Même son de cloche du côté du Collège national des gynécologues et obstétriciens (CNOGF), très surpris de voir un tel emballement pour un moyen de contraception mis sur le marché depuis près de vingt ans. " Le Mirena a bénéficié à plus de 35 millions de femmes à travers le monde, à la fois en raison de son intérêt contraceptif, mais aussi pour traiter par exemple des règles trop abondantes", nous explique le président du CNOGF, le Professeur Israël Nisand. "Ses avantages sont donc bien connus. Par ailleurs, d'un point de vue scientifique, le progestatif contenu dans le Mirena (et qui est libéré dans l'organisme à très faible dose) est exactement le même que celui du Microval, une pilule de seconde génération qui a depuis longtemps fait ses preuves. Comment se fait-il que l'on ne retrouve pas les mêmes effets indésirables pour les deux produits ?" Pour l'heure, la question reste toujours en suspens. 

Autre constat : le silence de certains gynécologues.
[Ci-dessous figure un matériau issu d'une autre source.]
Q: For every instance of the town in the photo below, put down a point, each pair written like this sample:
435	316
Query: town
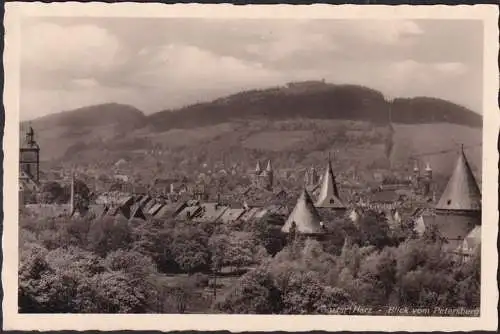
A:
314	207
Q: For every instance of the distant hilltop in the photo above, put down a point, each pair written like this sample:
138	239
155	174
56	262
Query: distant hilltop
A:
296	123
307	99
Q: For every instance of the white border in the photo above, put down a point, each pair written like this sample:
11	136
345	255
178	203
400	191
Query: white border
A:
14	12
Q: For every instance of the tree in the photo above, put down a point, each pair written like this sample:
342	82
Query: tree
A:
107	234
254	293
190	249
51	192
374	230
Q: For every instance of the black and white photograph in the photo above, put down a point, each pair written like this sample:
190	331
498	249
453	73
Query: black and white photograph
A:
197	165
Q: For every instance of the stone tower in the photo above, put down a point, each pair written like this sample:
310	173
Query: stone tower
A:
29	157
329	194
416	176
304	218
458	210
427	180
311	177
268	176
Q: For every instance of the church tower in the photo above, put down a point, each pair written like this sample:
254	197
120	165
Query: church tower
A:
268	176
72	199
427	180
329	194
458	210
29	157
311	177
416	176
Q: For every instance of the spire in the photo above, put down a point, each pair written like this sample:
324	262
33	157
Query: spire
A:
258	169
72	195
415	167
269	167
329	194
462	191
305	216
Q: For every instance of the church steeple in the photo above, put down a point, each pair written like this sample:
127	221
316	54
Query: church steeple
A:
304	217
72	199
269	167
329	194
258	169
462	192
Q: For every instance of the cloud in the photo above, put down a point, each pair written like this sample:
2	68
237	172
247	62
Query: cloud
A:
388	32
178	65
80	49
453	68
157	64
292	44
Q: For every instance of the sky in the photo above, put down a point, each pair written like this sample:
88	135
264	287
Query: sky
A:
164	63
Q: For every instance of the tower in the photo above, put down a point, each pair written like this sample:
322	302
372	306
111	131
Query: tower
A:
304	218
268	176
329	194
258	169
72	198
29	157
458	210
311	177
427	185
416	176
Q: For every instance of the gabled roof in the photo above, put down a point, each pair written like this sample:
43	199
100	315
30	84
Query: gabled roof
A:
136	212
249	214
210	212
462	191
269	167
231	215
329	194
97	210
166	211
305	217
258	169
154	209
472	241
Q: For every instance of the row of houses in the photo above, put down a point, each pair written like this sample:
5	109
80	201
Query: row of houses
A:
456	216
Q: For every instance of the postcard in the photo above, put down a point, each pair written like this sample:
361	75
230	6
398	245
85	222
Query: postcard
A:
250	168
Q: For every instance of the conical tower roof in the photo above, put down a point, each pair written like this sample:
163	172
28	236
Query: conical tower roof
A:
269	167
329	194
258	169
462	191
305	216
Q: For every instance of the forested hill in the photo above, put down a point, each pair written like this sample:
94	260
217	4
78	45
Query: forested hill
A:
316	100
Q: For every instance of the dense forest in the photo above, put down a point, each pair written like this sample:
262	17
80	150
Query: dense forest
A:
109	265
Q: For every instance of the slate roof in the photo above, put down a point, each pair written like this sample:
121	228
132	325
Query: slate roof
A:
462	191
329	194
231	214
305	216
210	212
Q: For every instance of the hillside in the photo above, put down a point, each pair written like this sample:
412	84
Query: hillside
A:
58	132
316	100
294	125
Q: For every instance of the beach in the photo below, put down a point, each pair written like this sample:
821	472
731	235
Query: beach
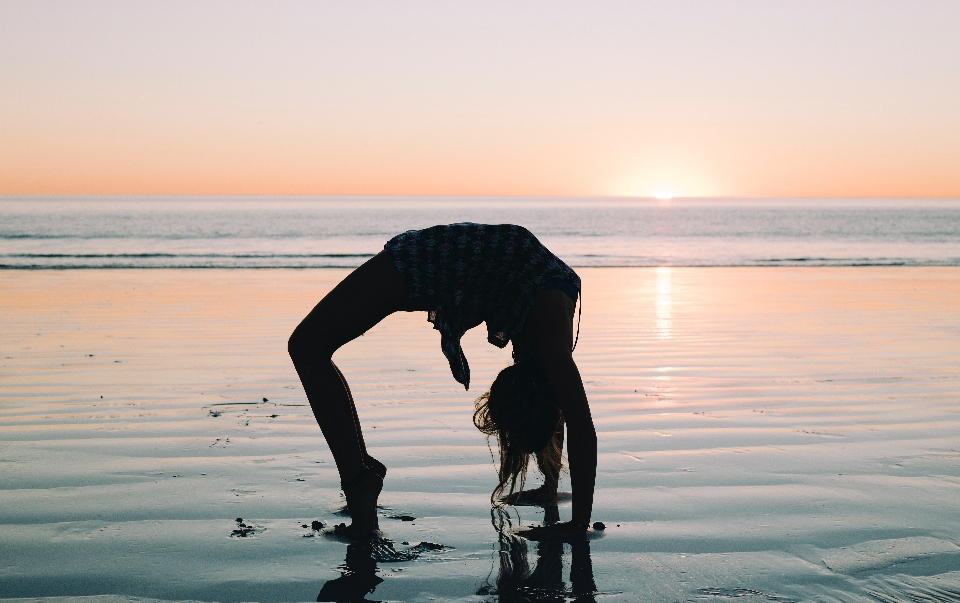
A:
774	434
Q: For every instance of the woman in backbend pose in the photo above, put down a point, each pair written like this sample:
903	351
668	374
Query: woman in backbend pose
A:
462	275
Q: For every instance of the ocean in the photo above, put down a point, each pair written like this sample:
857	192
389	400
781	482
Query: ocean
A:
342	232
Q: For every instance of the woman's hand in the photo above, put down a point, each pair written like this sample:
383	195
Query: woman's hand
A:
567	530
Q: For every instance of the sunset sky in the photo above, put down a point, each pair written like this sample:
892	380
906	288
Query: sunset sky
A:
689	98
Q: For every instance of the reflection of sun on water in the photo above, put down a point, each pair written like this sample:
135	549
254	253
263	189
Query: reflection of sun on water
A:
664	304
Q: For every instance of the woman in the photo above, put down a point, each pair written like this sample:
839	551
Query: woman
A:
462	275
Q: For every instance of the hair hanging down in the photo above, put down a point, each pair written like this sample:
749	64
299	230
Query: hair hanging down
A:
520	410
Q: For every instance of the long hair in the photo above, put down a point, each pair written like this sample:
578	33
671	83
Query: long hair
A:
521	411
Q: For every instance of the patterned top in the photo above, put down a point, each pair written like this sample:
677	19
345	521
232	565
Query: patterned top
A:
476	273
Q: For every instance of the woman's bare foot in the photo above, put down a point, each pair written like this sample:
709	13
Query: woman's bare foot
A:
544	495
362	494
375	466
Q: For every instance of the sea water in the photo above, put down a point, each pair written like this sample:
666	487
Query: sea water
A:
323	232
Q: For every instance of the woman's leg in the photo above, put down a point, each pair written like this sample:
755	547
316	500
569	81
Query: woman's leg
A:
549	335
368	295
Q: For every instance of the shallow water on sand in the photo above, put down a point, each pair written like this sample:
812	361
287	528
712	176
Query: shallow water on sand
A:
767	434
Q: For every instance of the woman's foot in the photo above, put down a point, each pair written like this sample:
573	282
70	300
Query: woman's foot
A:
544	495
362	493
375	466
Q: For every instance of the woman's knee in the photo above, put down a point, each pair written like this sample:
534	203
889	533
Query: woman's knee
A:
310	340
De nombreuses patientes témoignent sur Facebook de l'attitude de leur docteur, quand elles ont confié leurs difficultés au quotidien.

Certaines racontent même que leurs gynécologues ont refusé de leur enlever le stérilet malgré leurs plaintes, les obligeant ainsi à se tourner vers d'autres professionnels, parfois dans des délais importants. Enfin, l'association SVH dénonce le manque de contrôle des professionnels, censés vérifier, entre 4 à 6 semaines après la pose, que la patiente supporte bien le stérilet. Un manque de contrôle qui pourrait pourtant éviter bien des désagréments aux patientes.